To restore the backup I can simply copy the backup folders to new node’s data directory. Following is the way to do that. In this example I’m copying the backup folders into same Cassandra nodes in the cluster for demonstration purpose. I first truncate the data on documents table to create the fresh cluster. To apply the restore I need to refresh the cluster with nodetool refresh.

The same method can be used to backup and restore data in Elassandra as well. Elassandra keeps its Elasticsearch Lucene index data in $CASSANDRA_HOME/elasticsearch.data directory. If want, we can take the backup of elasticsearch.data directory and restore it. Otherwise we can only take backup of Cassandra SSTable in $CASSANDRA_HOME/data/data directory, when refreshing the nodes with nodetool refresh the Elasticsearch index will be automatically populate with the data on Cassandra. Following is the content of Elassandra index before restoring and after restoring. It contains all the data on Cassandra documents table after restoring the backup.

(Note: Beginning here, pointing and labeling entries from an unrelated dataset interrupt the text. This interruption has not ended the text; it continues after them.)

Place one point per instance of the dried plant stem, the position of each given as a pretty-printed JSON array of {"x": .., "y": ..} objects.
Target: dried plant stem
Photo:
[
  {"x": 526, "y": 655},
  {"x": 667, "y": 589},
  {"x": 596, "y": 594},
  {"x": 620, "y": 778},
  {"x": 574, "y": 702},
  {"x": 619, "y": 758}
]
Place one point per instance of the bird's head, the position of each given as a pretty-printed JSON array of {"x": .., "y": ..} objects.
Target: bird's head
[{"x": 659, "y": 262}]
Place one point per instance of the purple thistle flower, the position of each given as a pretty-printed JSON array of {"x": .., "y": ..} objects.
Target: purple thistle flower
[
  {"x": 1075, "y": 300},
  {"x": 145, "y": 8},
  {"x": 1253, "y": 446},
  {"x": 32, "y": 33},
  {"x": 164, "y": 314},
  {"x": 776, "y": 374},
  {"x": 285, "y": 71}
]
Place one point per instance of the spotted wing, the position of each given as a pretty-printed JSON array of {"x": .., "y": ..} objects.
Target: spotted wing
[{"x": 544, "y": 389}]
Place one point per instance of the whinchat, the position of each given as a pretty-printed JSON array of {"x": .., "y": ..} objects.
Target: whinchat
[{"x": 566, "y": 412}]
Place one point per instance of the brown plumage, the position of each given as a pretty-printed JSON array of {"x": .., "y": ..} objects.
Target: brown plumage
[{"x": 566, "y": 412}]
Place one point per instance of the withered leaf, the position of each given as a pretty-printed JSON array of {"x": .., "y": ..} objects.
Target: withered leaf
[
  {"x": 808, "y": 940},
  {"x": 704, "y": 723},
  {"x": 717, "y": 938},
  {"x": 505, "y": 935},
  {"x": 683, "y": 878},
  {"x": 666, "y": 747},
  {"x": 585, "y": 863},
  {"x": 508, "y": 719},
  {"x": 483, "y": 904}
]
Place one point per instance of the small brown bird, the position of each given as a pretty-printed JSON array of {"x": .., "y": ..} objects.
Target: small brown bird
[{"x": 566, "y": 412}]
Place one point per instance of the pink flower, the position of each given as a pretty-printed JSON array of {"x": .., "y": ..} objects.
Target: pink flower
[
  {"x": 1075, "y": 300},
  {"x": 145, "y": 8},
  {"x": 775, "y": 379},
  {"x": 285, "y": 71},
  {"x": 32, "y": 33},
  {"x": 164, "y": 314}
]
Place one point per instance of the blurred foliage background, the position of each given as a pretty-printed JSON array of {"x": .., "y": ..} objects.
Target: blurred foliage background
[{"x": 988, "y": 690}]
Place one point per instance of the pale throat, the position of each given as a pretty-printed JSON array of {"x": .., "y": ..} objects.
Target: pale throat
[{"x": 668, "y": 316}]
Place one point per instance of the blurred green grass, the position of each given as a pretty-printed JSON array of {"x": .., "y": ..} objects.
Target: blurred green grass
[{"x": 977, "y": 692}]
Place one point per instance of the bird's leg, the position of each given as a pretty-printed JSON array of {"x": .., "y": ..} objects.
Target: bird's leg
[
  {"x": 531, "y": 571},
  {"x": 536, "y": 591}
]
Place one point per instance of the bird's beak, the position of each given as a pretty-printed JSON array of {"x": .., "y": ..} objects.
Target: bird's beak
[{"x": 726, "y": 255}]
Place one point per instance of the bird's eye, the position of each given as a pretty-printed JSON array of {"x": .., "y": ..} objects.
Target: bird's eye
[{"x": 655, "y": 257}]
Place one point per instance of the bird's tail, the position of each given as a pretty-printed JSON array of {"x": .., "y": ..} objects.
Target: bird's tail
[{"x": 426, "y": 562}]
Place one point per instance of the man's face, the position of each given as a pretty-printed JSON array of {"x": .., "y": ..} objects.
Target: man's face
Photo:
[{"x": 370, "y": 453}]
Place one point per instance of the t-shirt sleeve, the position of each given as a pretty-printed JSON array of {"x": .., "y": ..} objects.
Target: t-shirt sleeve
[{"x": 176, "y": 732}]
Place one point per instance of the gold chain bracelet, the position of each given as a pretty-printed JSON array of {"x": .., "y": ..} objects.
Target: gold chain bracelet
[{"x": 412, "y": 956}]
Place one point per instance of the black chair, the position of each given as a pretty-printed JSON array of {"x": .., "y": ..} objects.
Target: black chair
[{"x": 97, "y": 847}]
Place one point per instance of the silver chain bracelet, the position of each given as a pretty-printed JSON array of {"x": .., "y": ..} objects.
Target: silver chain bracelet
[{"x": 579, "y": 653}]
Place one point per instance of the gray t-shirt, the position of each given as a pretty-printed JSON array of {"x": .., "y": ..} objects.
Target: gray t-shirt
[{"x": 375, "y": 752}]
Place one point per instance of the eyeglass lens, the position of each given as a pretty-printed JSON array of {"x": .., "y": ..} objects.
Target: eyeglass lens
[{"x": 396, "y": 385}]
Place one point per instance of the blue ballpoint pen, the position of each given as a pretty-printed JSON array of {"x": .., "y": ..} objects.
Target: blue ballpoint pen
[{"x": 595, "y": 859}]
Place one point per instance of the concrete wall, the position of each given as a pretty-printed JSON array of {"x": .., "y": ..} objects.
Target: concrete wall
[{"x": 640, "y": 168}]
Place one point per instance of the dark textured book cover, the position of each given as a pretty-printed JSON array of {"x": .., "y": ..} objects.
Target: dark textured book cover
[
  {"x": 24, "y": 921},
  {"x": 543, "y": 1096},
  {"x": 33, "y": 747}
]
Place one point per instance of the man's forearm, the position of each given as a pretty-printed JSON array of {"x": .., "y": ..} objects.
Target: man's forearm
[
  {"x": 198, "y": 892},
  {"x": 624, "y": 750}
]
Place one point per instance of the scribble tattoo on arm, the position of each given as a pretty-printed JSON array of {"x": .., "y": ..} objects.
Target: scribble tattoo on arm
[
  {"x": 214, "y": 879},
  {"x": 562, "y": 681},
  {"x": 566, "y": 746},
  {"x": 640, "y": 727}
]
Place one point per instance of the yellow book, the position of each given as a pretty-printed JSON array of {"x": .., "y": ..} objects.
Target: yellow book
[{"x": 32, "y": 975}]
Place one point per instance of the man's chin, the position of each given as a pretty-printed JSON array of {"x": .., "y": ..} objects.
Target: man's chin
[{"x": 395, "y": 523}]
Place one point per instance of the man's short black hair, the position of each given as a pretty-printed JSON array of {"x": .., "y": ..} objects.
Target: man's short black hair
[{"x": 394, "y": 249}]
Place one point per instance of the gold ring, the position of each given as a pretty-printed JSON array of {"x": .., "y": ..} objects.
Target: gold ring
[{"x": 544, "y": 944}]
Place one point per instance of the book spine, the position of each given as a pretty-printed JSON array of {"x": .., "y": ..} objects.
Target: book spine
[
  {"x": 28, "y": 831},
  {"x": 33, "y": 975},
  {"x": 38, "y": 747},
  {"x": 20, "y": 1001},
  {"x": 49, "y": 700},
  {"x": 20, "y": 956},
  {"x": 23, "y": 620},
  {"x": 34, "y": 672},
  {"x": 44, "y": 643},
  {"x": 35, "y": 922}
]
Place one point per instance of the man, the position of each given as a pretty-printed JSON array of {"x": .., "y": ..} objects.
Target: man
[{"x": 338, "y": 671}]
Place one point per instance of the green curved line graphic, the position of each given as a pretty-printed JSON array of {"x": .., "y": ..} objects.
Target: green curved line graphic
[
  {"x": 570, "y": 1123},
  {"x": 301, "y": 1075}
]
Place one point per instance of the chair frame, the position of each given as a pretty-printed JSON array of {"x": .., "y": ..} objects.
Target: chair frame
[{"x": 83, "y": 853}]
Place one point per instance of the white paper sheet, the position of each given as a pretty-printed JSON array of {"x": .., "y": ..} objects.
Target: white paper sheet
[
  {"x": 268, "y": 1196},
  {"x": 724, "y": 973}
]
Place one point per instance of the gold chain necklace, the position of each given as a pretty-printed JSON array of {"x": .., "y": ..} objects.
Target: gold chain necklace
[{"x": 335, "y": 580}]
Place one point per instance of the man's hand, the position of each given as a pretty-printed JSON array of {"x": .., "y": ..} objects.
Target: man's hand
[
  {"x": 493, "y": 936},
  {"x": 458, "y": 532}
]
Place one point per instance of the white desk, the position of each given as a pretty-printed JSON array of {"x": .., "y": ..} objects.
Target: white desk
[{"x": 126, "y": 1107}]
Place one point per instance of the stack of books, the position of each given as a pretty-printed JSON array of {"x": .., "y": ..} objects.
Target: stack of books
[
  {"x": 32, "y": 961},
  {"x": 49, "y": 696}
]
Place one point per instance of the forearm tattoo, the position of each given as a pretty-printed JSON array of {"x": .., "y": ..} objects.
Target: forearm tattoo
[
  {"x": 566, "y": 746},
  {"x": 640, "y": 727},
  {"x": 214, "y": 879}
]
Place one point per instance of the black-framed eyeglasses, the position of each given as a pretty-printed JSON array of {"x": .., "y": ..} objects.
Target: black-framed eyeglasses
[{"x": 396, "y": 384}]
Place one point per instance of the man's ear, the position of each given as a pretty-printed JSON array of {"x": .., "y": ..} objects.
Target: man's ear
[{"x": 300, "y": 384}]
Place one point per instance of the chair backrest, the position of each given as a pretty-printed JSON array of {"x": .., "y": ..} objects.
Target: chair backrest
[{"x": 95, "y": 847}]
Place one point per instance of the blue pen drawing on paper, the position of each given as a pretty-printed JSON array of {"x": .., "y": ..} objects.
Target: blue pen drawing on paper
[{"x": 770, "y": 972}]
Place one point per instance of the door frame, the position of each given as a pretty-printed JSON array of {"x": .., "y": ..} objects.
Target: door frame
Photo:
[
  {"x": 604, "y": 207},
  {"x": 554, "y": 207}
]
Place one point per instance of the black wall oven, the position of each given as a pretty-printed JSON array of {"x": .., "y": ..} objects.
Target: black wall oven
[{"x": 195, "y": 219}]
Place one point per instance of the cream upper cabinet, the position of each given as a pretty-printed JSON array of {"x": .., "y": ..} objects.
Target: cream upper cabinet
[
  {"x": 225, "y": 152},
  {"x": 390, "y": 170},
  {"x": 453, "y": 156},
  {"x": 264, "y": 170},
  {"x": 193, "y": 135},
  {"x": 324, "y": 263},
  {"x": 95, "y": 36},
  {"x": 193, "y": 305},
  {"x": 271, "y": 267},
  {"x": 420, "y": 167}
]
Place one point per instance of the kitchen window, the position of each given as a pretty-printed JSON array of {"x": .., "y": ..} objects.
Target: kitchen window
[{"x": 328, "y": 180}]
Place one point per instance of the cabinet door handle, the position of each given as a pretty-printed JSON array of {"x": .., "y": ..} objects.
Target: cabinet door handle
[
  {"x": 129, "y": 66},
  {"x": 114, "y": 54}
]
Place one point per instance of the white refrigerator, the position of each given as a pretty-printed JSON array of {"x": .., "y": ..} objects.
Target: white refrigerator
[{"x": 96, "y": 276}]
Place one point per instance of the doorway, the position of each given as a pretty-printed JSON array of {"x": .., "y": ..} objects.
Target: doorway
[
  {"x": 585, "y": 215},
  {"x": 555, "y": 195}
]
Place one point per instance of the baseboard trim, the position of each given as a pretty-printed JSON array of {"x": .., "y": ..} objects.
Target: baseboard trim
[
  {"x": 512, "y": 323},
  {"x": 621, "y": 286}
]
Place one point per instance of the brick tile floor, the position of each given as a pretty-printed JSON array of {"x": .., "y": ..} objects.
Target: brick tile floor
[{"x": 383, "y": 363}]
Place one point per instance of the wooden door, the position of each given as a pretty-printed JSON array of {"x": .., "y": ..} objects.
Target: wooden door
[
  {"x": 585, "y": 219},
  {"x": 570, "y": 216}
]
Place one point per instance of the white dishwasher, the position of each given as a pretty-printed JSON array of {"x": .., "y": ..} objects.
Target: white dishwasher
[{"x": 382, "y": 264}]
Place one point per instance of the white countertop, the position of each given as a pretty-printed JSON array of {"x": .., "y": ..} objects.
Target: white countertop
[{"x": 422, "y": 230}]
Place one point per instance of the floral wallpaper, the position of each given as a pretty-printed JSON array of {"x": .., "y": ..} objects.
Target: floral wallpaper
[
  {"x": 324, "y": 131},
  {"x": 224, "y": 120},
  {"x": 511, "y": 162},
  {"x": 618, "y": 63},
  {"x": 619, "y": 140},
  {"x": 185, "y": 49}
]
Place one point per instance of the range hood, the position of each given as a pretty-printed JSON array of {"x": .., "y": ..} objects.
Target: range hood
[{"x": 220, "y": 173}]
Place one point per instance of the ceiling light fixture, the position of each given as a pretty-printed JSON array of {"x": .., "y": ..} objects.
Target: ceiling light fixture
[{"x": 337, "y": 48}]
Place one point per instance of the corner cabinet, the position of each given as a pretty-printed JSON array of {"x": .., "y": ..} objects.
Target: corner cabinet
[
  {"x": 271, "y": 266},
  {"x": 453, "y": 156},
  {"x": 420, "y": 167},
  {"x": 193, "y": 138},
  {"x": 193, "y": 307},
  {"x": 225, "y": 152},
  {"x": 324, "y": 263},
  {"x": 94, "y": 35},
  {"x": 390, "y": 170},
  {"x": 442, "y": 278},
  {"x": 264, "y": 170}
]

There are some open-source tools which can be used to backup/restore the data on Cassandra. These tools built based on the Cassandra’s snapshot and incremental backup strategies. Tablesnap and Medusa are two such such open-source tool. Medusa is a command line backup and restore tool which built by Spotify to replace their legacy backup system. Then TLP was hired to take over developments of Medusa, make it production ready and open source. In coming post I will discuss about using Medusa to backup and restore Cassandra cluster data.

Checkout Planet Cassandra

Claim Your Free Planet Cassandra Contributor T-shirt!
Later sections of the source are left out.